Re: sched: Move SCHED_DEBUG sysctl to debugfs

From: Christian Borntraeger
Date: Wed Apr 28 2021 - 04:55:29 EST




On 28.04.21 10:46, Peter Zijlstra wrote:
On Tue, Apr 27, 2021 at 04:59:25PM +0200, Christian Borntraeger wrote:
Peter,

I just realized that we moved away sysctl tunabled to debugfs in next.
We have seen several cases where it was benefitial to set
sched_migration_cost_ns to a lower value. For example with KVM I can
easily get 50% more transactions with 50000 instead of 500000.
Until now it was possible to use tuned or /etc/sysctl.conf to set
these things permanently.

Given that some people do not want to have debugfs mounted all the time
I would consider this a regression. The sysctl tunable was always
available.

I am ok with the "informational" things being in debugfs, but not
the tunables. So how do we proceed here?

It's all SCHED_DEBUG; IOW you're relying on DEBUG infrastructure for
production performance, and that's your fail.

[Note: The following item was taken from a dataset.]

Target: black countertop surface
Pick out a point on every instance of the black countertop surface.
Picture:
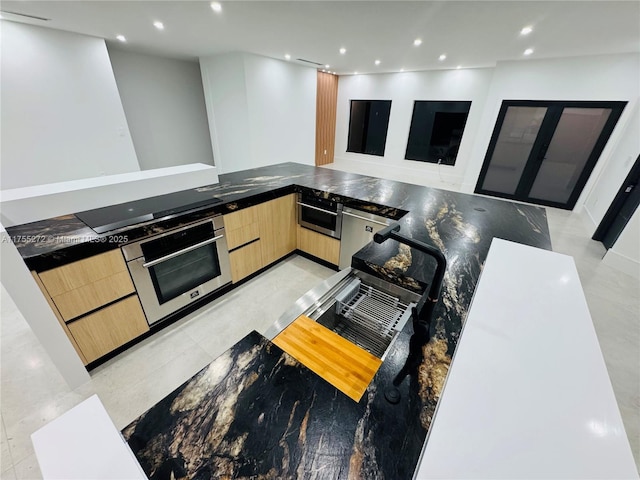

No its not. sched_migration_cost_ns was NEVER protected by CONFIG_SCHED_DEBUG.
It was available on all kernels with CONFIG_SMP.


I very explicitly do not care to support people that poke random values
into those 'tunables'. If people wants to do that, they get to keep any
and all pieces.

The right thing to do here is to analyze the situation and determine why
migration_cost needs changing; is that an architectural thing, does s390
benefit from less sticky tasks due to its cache setup (the book caches
could be absorbing some of the penalties here for example). Or is it
something that's workload related, does KVM intrinsically not care about
migrating so much, or is it something else.

Basically, you get to figure out what the actual performance issue is,
and then we can look at what to do about it so that everyone benefits,
and not grow some random tweaks on the interweb that might or might not
actually work for someone else.

Yes, I agree. We have seen the effect of this value recently and we want
look into that. Still that does not change the fact that you are removing
an interface that was there for ages.